Hatta Türkiye’nin doğusu daha bir heyecanlı ve hararetliydi. Yıllarca PKK zulmü çeken insanlar, FETÖ’nünde planın bir parçası olduğunu görünce, her kanaldan kandırıldıklarını ve kullanıldıklarını anladılar. Bu darbe girişiminin -eğer polyanacılık oynayacak olursak- hayırlı yanı oldu; Türkiye’nin batısını ve doğusunu birleştirmiş oldu istemeden FETÖ.

Püskürtülen darbe girişiminden sonrası, ya da şölen havasında geçen direnişlerden sonra sanırım hepimiz yalnız kalınca işin ciddiyetini bir kez daha anladık.

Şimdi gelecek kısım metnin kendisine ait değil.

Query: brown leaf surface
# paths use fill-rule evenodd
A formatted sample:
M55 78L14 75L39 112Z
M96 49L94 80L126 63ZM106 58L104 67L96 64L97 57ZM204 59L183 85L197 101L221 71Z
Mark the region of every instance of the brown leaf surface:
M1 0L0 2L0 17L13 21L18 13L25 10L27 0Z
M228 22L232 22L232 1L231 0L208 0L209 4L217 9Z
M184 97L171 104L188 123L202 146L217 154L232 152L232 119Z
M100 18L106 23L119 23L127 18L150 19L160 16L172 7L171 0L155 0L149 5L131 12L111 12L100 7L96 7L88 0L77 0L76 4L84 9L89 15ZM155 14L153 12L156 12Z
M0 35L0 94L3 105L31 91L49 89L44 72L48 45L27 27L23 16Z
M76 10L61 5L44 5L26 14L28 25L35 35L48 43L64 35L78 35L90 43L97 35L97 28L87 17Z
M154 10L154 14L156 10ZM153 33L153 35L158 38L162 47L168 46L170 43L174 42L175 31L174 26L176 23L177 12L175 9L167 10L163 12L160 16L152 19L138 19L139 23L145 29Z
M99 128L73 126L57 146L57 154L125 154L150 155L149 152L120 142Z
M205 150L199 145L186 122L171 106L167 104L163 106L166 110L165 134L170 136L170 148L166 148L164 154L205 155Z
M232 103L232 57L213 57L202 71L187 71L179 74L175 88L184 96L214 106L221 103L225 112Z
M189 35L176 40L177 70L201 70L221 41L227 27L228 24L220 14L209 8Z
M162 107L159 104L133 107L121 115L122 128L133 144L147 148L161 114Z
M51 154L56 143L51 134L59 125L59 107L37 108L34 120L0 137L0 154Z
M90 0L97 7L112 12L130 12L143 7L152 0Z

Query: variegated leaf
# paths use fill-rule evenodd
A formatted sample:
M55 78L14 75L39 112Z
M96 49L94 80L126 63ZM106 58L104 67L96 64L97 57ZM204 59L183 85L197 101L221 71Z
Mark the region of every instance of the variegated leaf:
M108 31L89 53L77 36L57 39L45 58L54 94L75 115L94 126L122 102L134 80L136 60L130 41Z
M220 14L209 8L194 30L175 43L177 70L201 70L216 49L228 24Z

Sağcısından solcusuna, ateistinden dindarına kadar her kesimin bilerek veya bilmeyerek o güne kadar birlikte oldukları cemaatin vatan haini olması insanların ruh sağlığını da bozdu. Kanal kanal dolaşan ve FETÖ örgütünü deşifre eden itirafçılar, sinirlerin daha da çok bozulmasına neden oldu. Akşam FETÖ ile yatıp sabah FETÖ ile kalkıyoruz.

Fetullah Gülen hakkında her gün yeni bir şeyler öğrenip şok oluyoruz. Yediden yetmişe herkes terör uzmanı olmuş durumda. Kahvelerde, kadın günlerinde, otobüs duraklarında tek konu FETÖ.

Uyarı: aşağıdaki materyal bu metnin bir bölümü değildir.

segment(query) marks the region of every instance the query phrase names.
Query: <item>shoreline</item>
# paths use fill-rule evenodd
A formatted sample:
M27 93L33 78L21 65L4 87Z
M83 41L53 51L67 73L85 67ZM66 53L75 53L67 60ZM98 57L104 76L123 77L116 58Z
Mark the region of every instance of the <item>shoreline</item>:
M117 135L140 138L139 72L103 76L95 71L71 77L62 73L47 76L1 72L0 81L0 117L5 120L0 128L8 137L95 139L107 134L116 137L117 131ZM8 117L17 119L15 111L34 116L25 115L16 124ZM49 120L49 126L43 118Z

Uzaktan yakından tutuklananları duyduğumuzda “Aaa bu da onlardanmış! Falancanın kızı, falancanın damadı, hangi holding, hangi şirket derken iyice paranoyak olduk. Birçoğumuzun uykuları düzensizleşti, son terör olayları da tuzu biberi oldu. Uyuyunca sanki birileri kalkıp bir şeyler yapacakmış gibimize geliyor. Darbe girişiminin üzerinden iki ay geçmesine rağmen izleri ve acıları insanların üzerinden geçmedi; öyle kolay kolay geçecek gibide değil.

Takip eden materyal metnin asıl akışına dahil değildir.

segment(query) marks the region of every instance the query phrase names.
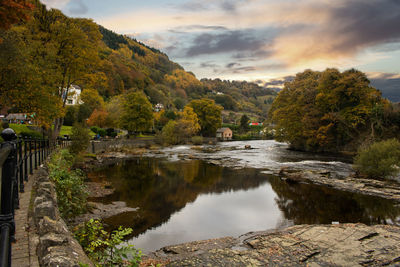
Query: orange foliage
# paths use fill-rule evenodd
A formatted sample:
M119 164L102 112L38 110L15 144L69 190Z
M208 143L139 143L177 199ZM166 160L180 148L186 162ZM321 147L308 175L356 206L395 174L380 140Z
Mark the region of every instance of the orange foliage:
M26 0L2 0L0 6L0 29L8 30L12 24L29 19L28 11L33 4Z
M107 111L95 109L92 115L90 115L87 124L89 126L99 126L101 128L104 128L108 126L107 118L108 118Z

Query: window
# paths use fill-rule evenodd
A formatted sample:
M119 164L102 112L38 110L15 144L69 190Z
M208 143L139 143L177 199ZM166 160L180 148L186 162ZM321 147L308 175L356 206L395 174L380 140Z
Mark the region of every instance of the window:
M67 99L67 104L72 105L72 99Z

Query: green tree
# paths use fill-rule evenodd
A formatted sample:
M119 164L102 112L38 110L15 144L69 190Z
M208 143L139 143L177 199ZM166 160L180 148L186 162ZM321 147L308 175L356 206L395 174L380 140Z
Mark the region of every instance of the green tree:
M153 126L153 108L143 92L125 95L120 125L135 133L148 131Z
M386 178L400 171L400 142L389 139L361 149L354 159L354 168L370 178Z
M71 140L72 143L69 147L71 153L78 154L86 150L90 141L89 129L82 124L75 123L72 127Z
M240 130L242 132L247 132L248 130L250 130L249 121L250 118L247 117L246 114L243 114L242 117L240 117Z
M216 105L213 100L206 98L192 100L189 106L193 108L199 119L200 132L204 136L215 136L217 129L222 124L221 111L223 107Z
M104 110L104 99L100 96L99 92L95 89L85 89L82 91L80 98L82 102L89 107L90 113L95 109Z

Örgütün farklı oyunlarla hala ülkeyi yıpratmaya çalışması, pusuda bekleyen tilki misali sürekli yeni planlar içerisinde olması, insanların huzursuzluğunu artırsa da sürekli tetikte olmasını da sağlıyor. Koca bir örgütün oyununu tek başına bozan Cumhurbaşkanına halkın verdiği destek, Cumhuriyet Tarihinde görülmemiş bir olay.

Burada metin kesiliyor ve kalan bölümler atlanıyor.